SENEGAL-SANTE-ALERTE
Dakar, 10 sept (APS) – Le docteur Sadikh Badiane, infectiologue diplômé en anti biologie-antibiothérapie, a mis en garde, mercredi à Dakar, contre une prescription médicale abusive d’antibiotiques pouvant favoriser une résistance à ces médicaments.
”Notre comportement est un facteur favorisant la Résistance aux antimicrobiens (Ram).
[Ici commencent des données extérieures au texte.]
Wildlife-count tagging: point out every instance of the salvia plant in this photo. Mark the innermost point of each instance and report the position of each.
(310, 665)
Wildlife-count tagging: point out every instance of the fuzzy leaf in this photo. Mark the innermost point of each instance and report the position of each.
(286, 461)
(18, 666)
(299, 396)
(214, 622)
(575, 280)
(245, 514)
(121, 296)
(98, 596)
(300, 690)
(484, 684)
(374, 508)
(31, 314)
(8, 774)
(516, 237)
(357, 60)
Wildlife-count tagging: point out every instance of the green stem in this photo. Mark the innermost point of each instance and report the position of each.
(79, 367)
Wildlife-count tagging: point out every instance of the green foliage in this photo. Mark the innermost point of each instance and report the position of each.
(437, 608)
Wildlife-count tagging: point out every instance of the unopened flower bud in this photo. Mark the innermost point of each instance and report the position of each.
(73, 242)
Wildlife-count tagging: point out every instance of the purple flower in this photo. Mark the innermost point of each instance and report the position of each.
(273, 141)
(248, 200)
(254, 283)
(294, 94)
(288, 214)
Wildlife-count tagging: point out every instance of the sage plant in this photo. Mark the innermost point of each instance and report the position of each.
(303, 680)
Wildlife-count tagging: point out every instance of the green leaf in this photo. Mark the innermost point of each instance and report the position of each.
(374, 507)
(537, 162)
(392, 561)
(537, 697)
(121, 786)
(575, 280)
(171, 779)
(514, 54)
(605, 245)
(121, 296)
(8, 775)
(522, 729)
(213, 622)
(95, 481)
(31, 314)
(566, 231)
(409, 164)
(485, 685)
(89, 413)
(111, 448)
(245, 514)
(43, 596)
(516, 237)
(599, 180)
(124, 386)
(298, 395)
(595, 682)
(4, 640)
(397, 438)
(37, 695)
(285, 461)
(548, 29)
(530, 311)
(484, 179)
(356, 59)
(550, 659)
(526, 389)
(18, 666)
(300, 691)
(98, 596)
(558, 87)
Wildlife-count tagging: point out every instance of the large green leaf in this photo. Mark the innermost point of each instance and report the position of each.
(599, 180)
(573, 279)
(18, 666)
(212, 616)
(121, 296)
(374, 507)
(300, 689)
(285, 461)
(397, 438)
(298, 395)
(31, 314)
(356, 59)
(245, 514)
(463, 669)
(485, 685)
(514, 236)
Au Sénégal, il y a relativement une prescription abusive de ces antibiotiques. 40% des prescriptions médicales contiennent des antibiotiques”, a-t-il déclaré lors d’une journée de plaidoyer et de sensibilisation sur la RAM.
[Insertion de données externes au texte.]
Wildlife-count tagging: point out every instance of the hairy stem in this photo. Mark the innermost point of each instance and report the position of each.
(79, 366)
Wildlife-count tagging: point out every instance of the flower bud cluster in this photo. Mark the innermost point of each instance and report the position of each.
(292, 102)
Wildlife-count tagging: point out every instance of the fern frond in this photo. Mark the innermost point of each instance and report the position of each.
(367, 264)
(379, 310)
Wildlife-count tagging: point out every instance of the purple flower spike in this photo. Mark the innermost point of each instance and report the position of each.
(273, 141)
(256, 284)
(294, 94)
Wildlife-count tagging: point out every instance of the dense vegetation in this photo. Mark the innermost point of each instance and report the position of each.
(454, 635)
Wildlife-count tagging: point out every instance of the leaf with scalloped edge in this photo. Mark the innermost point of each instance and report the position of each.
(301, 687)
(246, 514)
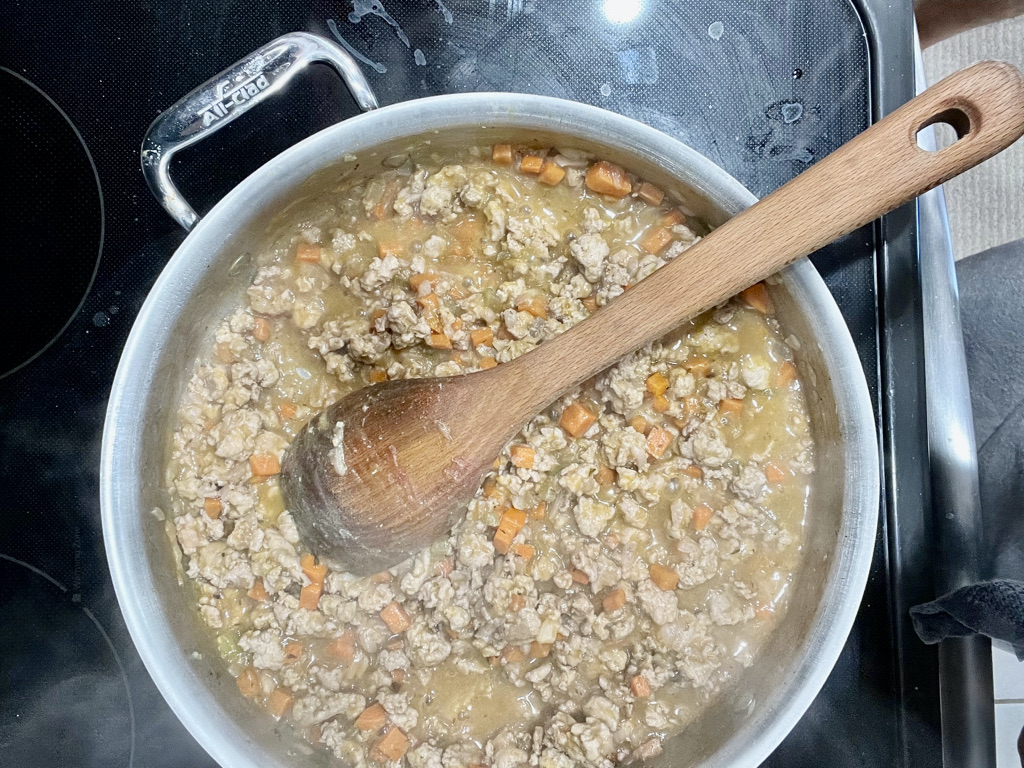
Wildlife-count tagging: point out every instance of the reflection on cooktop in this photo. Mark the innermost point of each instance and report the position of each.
(62, 673)
(53, 220)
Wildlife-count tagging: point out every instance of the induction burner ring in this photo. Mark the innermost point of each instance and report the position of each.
(53, 213)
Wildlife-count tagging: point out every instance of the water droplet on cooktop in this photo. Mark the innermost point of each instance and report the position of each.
(53, 220)
(792, 112)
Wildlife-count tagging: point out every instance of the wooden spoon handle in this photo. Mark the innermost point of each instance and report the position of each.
(870, 175)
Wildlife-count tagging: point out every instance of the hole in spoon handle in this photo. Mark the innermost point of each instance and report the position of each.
(983, 103)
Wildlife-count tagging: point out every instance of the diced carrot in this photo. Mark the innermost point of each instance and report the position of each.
(640, 686)
(307, 253)
(213, 507)
(395, 617)
(693, 471)
(314, 571)
(656, 383)
(535, 306)
(513, 654)
(415, 281)
(309, 596)
(524, 551)
(391, 747)
(701, 516)
(540, 650)
(293, 652)
(431, 308)
(730, 406)
(481, 337)
(531, 164)
(658, 440)
(773, 473)
(551, 173)
(279, 701)
(343, 646)
(577, 419)
(757, 297)
(650, 194)
(786, 375)
(672, 218)
(262, 330)
(613, 600)
(509, 525)
(502, 154)
(258, 590)
(384, 248)
(429, 303)
(522, 456)
(248, 681)
(699, 367)
(580, 577)
(655, 240)
(665, 578)
(607, 178)
(372, 718)
(439, 341)
(264, 465)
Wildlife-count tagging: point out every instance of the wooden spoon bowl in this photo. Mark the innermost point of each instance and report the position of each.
(390, 468)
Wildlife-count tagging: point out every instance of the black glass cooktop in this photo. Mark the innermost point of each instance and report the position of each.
(764, 88)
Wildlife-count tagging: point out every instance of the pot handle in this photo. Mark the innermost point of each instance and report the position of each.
(231, 93)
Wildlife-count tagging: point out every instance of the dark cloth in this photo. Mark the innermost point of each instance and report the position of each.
(994, 608)
(991, 288)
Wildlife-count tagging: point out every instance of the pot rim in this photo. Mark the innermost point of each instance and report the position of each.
(121, 487)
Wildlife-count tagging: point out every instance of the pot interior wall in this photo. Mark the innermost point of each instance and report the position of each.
(230, 250)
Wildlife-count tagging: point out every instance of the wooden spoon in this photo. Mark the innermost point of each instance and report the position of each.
(415, 452)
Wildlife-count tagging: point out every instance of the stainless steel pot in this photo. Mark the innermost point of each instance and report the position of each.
(208, 275)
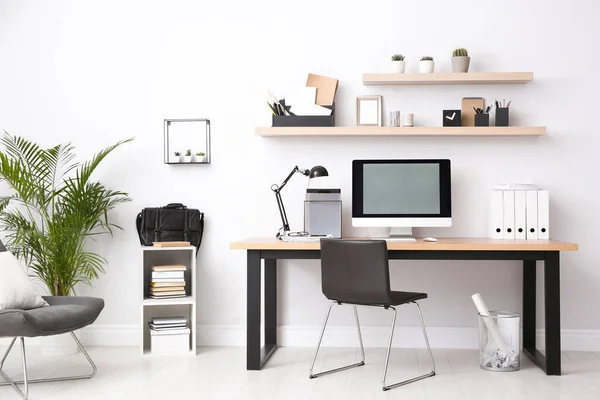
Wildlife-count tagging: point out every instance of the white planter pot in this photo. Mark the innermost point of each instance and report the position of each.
(59, 345)
(398, 67)
(461, 64)
(426, 67)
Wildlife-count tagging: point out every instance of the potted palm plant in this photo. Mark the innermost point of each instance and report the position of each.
(54, 208)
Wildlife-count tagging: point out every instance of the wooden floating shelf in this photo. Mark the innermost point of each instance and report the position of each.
(468, 78)
(404, 131)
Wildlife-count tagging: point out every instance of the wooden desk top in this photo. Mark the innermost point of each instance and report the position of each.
(468, 244)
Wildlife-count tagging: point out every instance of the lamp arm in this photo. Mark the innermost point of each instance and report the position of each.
(277, 190)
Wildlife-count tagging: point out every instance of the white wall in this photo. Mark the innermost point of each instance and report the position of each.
(95, 72)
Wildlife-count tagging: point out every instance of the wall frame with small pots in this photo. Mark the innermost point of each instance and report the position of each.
(187, 141)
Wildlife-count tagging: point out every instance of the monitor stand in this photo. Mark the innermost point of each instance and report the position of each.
(392, 234)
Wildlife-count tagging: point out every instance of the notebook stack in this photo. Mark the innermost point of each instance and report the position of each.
(173, 325)
(168, 282)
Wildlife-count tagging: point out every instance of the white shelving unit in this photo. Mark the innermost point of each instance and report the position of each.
(184, 306)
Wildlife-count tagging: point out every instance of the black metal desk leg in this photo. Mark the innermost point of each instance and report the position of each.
(271, 302)
(529, 296)
(552, 311)
(253, 311)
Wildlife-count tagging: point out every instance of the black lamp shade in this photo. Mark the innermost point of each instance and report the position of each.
(317, 172)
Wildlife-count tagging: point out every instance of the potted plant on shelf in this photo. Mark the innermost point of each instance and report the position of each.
(54, 209)
(460, 60)
(398, 63)
(426, 65)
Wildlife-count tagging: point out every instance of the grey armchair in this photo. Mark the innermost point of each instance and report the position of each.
(63, 315)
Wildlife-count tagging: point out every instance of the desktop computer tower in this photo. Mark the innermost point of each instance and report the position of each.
(323, 212)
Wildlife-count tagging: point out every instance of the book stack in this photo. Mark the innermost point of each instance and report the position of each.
(167, 282)
(173, 325)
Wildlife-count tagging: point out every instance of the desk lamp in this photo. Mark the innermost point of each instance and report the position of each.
(315, 172)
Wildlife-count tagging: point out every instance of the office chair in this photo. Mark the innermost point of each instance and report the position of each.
(356, 273)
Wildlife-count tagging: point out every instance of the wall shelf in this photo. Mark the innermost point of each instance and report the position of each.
(468, 78)
(404, 131)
Il a expliqué que l’antibiorésistance est un phénomène qui apparait lorsqu’une bactérie évolue et devient résistante aux antibiotiques utilisées pour traiter les infections dont elle est responsable.
Selon le docteur Badiane, dans cette situation, les malades arrivent avec déjà de la résistance aux antimicrobiens à l’hôpital.
Le spécialiste a également relevé ”une utilisation abusive des antibiotiques dans le secteur de l’élevage”. D’où la nécessité de faire, selon lui, une surveillance à tous les niveaux compte tenu du manque d’hygiène et d’un assainissement.
L’ancien interne des hôpitaux et spécialiste en épidémiologie considère que le contexte africain est marqué par un accès très facile aux antibiotiques, une vente illicite des médicaments et les faux médicaments.
Il est revenu sur les causes de la résistance aux antibiotiques, en citant la prescription excessive d’antibiotiques, la situation de patients qui ne terminent pas leur traitement, le manque d’hygiène et un assainissement insuffisant.
A cela s’ajoutent, selon lui, des pratiques inadéquates de lutte contre les infections dans les établissements de santé.
Face à cette situation, docteur Badiane plaide un bon usage des antimicrobiens, ce qui devrait se traduire par “une meilleure efficacité” pour le patient avec le moins possible d’effets secondaires.
Il précise, pour cela, la prescription d’antibiotiques appropriés aux malades qui en ont besoin, “au bon moment avec une indication appropriée et une bonne dose, c’est-à-dire la voie, le rythme, le respect de la posologie”.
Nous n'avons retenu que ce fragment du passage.